People everywhere were quick to point out the suspicious timing of the article. Twitter, as expected in this situation, banned the newspaper’s account to prevent readers from accessing the information. Sarcasm aside, it is hard to imagine those responsible for this incredible breach of public trust were in a normal frame of mind when they misconstrued the information.
As with so many current “scandals,” the actual event can be blown way out of proportion without further investigation. In this case, Twitter blocked a media company’s access to their readership, and mainstream TV anchors used Twitter’s claims of disinformation as sufficient evidence to neglect further research into the story and presented it to a larger audience as an unsubstantiated hit-piece. These events demonstrate a growing issue at the heart of mainstream media: narrative at the expense of facts. To be clear, there is nothing wrong with opinionated anchors, or writers, or networks. Watching five minutes of Fox News or MSNBC will let you know exactly where each network lies on the political spectrum. The problem arises when an opinion becomes a dismissal of truth.
Oh, by the way, the source that provided the New York Post with its hit-piece was, you guessed it, Hunter Biden. Well, Hunter Biden’s laptop. Once the article regained traction, the media again tried to destroy the story. They had to pivot—as they could no longer claim the laptop didn't exist, or that the entire thing was made up by Russian agents—and chose to call the story an attempt to derail Joe Biden’s presidential campaign. This line is not wholly untrue, but it is irrelevant. It is not up to the media to decide what information about presidential candidates will influence voters; their duty is not to tell you what to think. It is okay for pundits to live in political echo chambers if they wish, but it is not okay for them to coerce on-the-fence voters into these echo chambers. The reality is this: journalists who are upset at attacks on their integrity should remind themselves that their job is to ask questions first and shoot critics later.

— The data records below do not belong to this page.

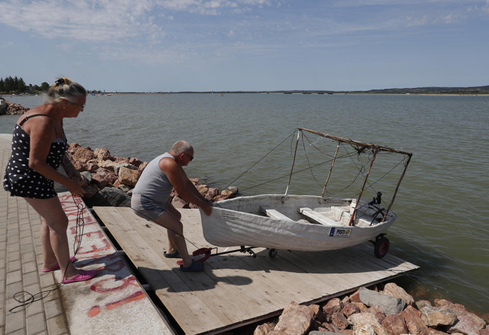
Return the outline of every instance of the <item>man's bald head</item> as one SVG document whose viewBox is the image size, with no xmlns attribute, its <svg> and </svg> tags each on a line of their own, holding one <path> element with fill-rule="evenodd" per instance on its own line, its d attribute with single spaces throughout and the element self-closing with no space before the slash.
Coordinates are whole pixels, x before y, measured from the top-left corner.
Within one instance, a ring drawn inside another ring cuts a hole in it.
<svg viewBox="0 0 489 335">
<path fill-rule="evenodd" d="M 193 151 L 194 147 L 186 141 L 180 140 L 176 142 L 170 149 L 171 154 L 178 156 L 181 154 L 188 154 Z"/>
</svg>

As if to prove critics like myself right—and I don't want to be right—media outlets are already lobbing softballs in the direction of the Biden administration. After four years of doing fine work keeping up with the erratic Trump administration, it is painful seeing major outlets and “breaking news reporters” go from not asking President Biden questions on the campaign trail to broaching such dramatic topics like who is responsible for feeding the Bidens’ dogs. As long as media outlets refuse to cover major stories, for insignificant pieces do not lead people to vote for their chosen candidate, they will continue to lose viewers’ trust.